Dressed in a snappy white jacket, the 79-year-old New Orleans icon was crisp and energetic as he sang and played the piano. The crowd jumped and screamed when he belted out "Blueberry Hill." Domino was accompanied by his longtime friend and musical partner saxophonist Herbert Hardesty. The pair have been playing together since the mid-1940s.
Fans who for years longed to see Domino perform such hits as "Blueberry Hill," "Blue Monday," "Ain't That a Shame" and "Walkin' to New Orleans" finally got their wish.

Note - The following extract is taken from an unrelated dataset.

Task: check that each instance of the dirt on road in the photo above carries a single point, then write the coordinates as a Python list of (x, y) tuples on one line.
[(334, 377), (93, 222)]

Domino, whose real name is Antoine, lost his home, his pianos, his gold and platinum records, and much of the city he loves during Katrina. He was rescued by boat from his flooded 9th Ward home after the storm struck on Aug. 29, 2005.
Domino last performed in public on Memorial Day 2004 at a casino on the Mississippi Gulf Coast, said Haydee Ellis, a close friend of Domino.
The Tipitina's Foundation, which put on Saturday night's show, is working with such artists as Elton John, Tom Petty, Bonnie Raitt, Willie Nelson, B.B. King and others to record a tribute album of Domino's songs.
Proceeds will benefit the foundation, a nonprofit dedicated to providing the city's public schools with musical instruments and helping artists recover from the hurricane. Roughly 25 percent of the proceeds will go toward the restoration of Domino's home, said Bill Taylor, the foundation's executive director.
So far, the house's interior studs and beams have been rid of mold, and workers have begun installing new drywall. The back end of a pink 1959 Cadillac that for years sat in the living area and served as a couch is being restored. The room's walls will be painted to match their pre-storm pink color.
Domino's house is still surrounded by blocks of abandoned homes — many untouched since Katrina. For more than a year, he has been living in a gated community in a New Orleans suburb.
Domino is expected to move back into his 9th Ward home later this year — a sign of hope for many in the heavily devastated neighborhood, which some have said shouldn't be rebuilt.